Beyond Data Scarcity Optimizing R3GAN for Medical Image Generation from Small Datasets
This addresses data scarcity and class imbalance in medical imaging, particularly for small clinical datasets like embryo time-lapse imaging, though it is incremental as it adapts existing GAN methods.
The paper tackled the problem of generating realistic medical images from small, imbalanced datasets by optimizing R3GAN training strategies, resulting in improved classification recall and F1-scores from 0.06 to 0.69 and 0.11 to 0.60 for a specific class.

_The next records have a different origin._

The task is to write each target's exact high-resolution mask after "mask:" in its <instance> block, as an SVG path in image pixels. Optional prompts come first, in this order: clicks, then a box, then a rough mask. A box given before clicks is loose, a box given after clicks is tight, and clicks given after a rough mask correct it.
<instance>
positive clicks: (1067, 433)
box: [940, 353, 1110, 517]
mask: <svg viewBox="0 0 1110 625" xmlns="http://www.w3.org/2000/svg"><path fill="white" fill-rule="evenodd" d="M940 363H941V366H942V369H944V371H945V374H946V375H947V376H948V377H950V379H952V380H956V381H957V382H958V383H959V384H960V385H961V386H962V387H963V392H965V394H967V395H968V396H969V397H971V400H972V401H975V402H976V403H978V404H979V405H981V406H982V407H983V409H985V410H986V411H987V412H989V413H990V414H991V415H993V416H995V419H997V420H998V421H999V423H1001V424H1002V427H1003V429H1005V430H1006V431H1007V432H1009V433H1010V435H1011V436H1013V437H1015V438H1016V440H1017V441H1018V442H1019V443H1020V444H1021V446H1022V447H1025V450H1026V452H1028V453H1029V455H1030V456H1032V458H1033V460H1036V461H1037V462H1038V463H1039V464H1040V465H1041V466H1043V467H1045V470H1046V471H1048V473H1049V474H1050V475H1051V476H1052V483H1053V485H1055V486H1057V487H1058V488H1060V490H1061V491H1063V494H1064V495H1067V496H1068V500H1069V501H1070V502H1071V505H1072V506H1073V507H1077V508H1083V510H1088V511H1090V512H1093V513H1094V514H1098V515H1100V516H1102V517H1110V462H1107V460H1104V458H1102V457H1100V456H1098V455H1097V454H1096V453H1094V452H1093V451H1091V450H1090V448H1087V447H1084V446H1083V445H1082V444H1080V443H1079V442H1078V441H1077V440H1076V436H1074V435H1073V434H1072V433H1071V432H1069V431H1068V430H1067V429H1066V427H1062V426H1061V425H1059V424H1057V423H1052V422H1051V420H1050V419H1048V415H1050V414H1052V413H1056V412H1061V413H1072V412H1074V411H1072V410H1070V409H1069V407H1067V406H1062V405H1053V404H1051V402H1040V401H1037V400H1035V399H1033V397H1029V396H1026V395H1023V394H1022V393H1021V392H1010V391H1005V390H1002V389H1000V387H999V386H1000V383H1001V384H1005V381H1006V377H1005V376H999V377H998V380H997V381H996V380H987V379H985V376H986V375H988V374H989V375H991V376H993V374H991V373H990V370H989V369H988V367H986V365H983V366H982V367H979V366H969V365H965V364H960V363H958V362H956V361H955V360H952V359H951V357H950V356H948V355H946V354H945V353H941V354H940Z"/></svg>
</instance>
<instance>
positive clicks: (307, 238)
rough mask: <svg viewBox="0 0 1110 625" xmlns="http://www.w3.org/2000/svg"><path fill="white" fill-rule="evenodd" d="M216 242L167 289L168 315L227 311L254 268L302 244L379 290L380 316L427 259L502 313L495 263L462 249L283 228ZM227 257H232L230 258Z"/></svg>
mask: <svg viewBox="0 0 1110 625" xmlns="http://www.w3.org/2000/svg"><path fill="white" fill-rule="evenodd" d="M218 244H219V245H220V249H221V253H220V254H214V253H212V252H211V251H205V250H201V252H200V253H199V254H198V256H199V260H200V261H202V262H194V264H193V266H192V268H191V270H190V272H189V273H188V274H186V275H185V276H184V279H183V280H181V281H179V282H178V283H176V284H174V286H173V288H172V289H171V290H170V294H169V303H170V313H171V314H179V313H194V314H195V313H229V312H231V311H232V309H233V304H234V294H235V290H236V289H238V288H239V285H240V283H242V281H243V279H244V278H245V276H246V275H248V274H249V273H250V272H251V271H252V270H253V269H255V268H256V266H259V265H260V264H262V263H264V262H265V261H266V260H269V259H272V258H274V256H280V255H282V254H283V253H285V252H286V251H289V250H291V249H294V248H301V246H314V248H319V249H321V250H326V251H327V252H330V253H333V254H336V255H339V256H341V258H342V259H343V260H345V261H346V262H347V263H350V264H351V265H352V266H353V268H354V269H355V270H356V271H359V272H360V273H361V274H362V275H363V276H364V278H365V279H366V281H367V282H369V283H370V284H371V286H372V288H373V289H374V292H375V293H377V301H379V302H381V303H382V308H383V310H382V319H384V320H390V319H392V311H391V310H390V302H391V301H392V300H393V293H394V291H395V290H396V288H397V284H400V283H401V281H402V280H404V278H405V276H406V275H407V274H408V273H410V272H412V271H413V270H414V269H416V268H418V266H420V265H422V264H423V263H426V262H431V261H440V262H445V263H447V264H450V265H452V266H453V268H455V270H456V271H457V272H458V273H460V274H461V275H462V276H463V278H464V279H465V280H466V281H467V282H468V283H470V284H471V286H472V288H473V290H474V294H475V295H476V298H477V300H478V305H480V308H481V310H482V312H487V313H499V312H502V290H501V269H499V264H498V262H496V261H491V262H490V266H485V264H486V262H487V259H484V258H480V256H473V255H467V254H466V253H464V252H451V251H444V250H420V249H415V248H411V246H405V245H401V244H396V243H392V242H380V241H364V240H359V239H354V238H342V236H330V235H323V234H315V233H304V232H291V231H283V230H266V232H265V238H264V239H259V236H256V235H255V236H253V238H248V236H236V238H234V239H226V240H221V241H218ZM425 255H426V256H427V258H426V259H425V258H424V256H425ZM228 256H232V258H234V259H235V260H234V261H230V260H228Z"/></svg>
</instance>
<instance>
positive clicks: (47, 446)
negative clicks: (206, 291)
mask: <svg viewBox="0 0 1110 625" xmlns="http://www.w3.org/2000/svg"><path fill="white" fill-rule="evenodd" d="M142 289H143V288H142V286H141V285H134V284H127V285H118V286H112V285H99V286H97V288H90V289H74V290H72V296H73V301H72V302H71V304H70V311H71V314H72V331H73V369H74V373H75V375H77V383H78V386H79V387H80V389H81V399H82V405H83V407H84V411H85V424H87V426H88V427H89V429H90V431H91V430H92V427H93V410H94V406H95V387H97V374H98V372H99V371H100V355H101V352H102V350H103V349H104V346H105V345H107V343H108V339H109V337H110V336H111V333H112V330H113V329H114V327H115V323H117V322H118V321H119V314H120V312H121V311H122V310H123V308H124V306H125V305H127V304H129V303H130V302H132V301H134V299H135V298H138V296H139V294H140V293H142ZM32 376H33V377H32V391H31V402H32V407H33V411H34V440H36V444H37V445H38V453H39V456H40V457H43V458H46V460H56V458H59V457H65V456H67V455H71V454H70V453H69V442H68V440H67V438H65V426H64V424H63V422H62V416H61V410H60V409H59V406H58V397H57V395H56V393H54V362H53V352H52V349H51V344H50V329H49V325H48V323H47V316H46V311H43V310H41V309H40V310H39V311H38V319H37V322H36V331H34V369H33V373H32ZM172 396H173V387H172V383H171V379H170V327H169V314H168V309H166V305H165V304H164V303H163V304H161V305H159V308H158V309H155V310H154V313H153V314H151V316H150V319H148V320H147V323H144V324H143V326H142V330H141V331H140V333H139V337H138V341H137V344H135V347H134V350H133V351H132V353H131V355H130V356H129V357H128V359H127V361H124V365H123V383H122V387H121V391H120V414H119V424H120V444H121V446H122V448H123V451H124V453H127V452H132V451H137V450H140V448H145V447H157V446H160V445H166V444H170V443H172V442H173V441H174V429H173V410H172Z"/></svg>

Medical image datasets frequently exhibit significant class imbalance, a challenge that is further amplified by the inherently limited sample sizes that characterize clinical imaging data. Using human embryo time-lapse imaging (TLI) as a case study, this work investigates how generative adversarial networks (GANs) can be optimized for small datasets to generate realistic and diagnostically meaningful images. Based on systematic experiments with R3GAN, we established effective training strategies and designed an optimized configuration for 256x256-resolution datasets, featuring a full burn-in phase and a low, gradually increasing gamma range (5 to 40). The generated samples were used to balance an imbalanced embryo dataset, leading to substantial improvement in classification performance. The recall and F1-score of the three-cell (t3) class increased from 0.06 to 0.69 and from 0.11 to 0.60, respectively, without compromising the performance of other classes. These results demonstrate that tailored R3GAN training strategies can effectively alleviate data scarcity and improve model robustness in small-scale medical imaging tasks.